Step-8: Click on the ‘Advanced option…’ link:

advanced option link

Step-9: Adjust credit for impressions like the one below:

adjust credit for impressions

Here, I have set my custom attribution model, to give display ad impressions, two times more conversion credit than the other interactions in the conversion path, provided the display ad impressions occur within 12 hours before a visit is recorded for my website which resulted in a conversion.

In other words, I have set my custom attribution model, to give display ad impressions, two times more conversion credit than the other interactions in the conversion path, provided a user completes a goal on my website within 12 hours after viewing (but not clicking) one of my display ads.

That means I can decide which ad exposure should be valued more, based on my understanding of the context, business and marketing.

The more an ad impression occurs closer in time to conversion, the more effective it can be considered, in driving conversion.

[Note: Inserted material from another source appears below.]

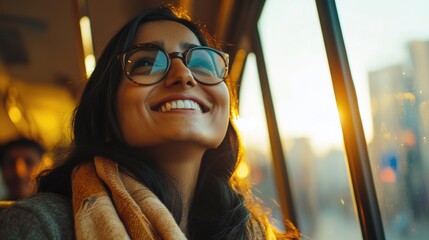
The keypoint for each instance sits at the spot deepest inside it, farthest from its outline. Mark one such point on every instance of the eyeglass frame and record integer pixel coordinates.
(170, 56)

In other words, an ad impression that resulted in sales within 6 hours, can be considered more effective than an ad impression which resulted in sales after 1 day.

Similarly, an ad impression that resulted in sales within 1 day, can be considered more effective than an ad impression which resulted in sales after 7 days.

In a world of multi-channel, multi-device marketing, there are many touch points which can influence the buying behavior of a customer, in a short span of time.

This makes it quite difficult to effectively assign credit for conversions to a comparatively weak touchpoint, such as ‘impression’.

So I would suggest keeping the lookback window (not to be confused with the lookback window option in the custom attribution model) as short as possible.

 

Step-10: Click on the ‘Save and Apply’ button:

This action will create a new attribution model which will take ad impressions in the conversion paths, into account and help in the valuation of display advertising:

display advertising model

Step-11: Compare the ‘Last Interaction’ model with ‘Display Advertising Model’ and ‘Last Non-Direct Click’ model:

Step-12: Select ‘Conversions and Value’ from the drop-down menu located in the middle of your ‘model comparison tool’ report:

Step-13: Now look at the column named ‘% change in conversion (from last interaction)’ for ‘display’:

percent change coversions

Form this report we can conclude that, the % of change in conversion for ‘Display’ from last interaction model to ‘Display Advertising Model’ is 398.39%.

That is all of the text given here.